Fault Tolerant Linear Algebra
In cooperation with the Self Adaptive Numerical Software (SANS) effort, we are implementing a strategy for the use of iterative methods under the Virtual Grid Execution System (vgES). These efforts will use the FT-LA (fault-tolerant linear algebra) package from University of Tennessee together with FT-MPI and GridSolve. (More information about FT-MPI can also be found under Programming Tools.) FT-MPI is a fault tolerant implementation of the MPI 1.2 specification being developed at University of Tennessee, Knoxville (UTK). The approach to adding fault tolerance is to enhance the error modes of MPI to allow damaged communicators to be repaired. We are exploring the use of FT-MPI as a mechanism for adding fault tolerance to MPI applications that run under vgES. The initial implementation is via the GridSolve framework to VGrADS. GridSolve is middleware created to provide a seamless bridge between the simple, standard programming interfaces, such as Fortran, C, and Matlab, and desktop Scientific Computing Environments (SCEs).

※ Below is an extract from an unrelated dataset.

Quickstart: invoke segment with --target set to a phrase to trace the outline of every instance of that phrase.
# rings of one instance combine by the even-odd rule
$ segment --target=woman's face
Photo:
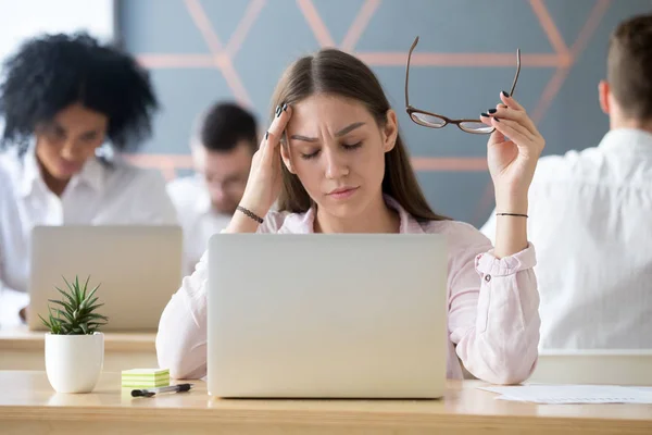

FT-LA will analyze the matrix to determine the method and the approximate number of iterations the computation will take to converge. Given the approximate number of iterations, the number of operations per iteration for the specific matrix and method, and the time constraint, FT-LA will call vgES to construct an appropriate Virtual Grid (VG) - in this case, a set of processors to solve the problem, most likely within a cluster. vgES will return a set of processors with information on the predicted number of process failures that will occur during the execution time. This predicted failure rate might, for example, be provided by the automatic resource characterization system. FT-LA will set up the problem and use vgES to launch the job on the processors, monitor the health of the system, and (if required) initiate recovery from faults detected.
Once running on the VG, FT-LA must be able to tolerate a small number of process failures in large scale computing. The goal is to develop scalable fault tolerance techniques to help to make future high performance computing applications self-adaptive and fault survivable. The fundamental challenge in this research is scalability. To approach this challenge, we are
Extending existing diskless checkpointing techniques to enable them to better scale in large scale high performance computing systems.
Designing checkpoint-free fault tolerance techniques for linear algebra computations to survive process failures without checkpoint or rollback recovery.Developing coding approaches and novel erasure correcting codes to help applications to survive multiple simultaneous process failures.
The fault tolerance schemes we are developing are scalable in the sense that the overhead to tolerate a failure of a fixed number of processes does not increase as the number of total processes in a parallel system increases.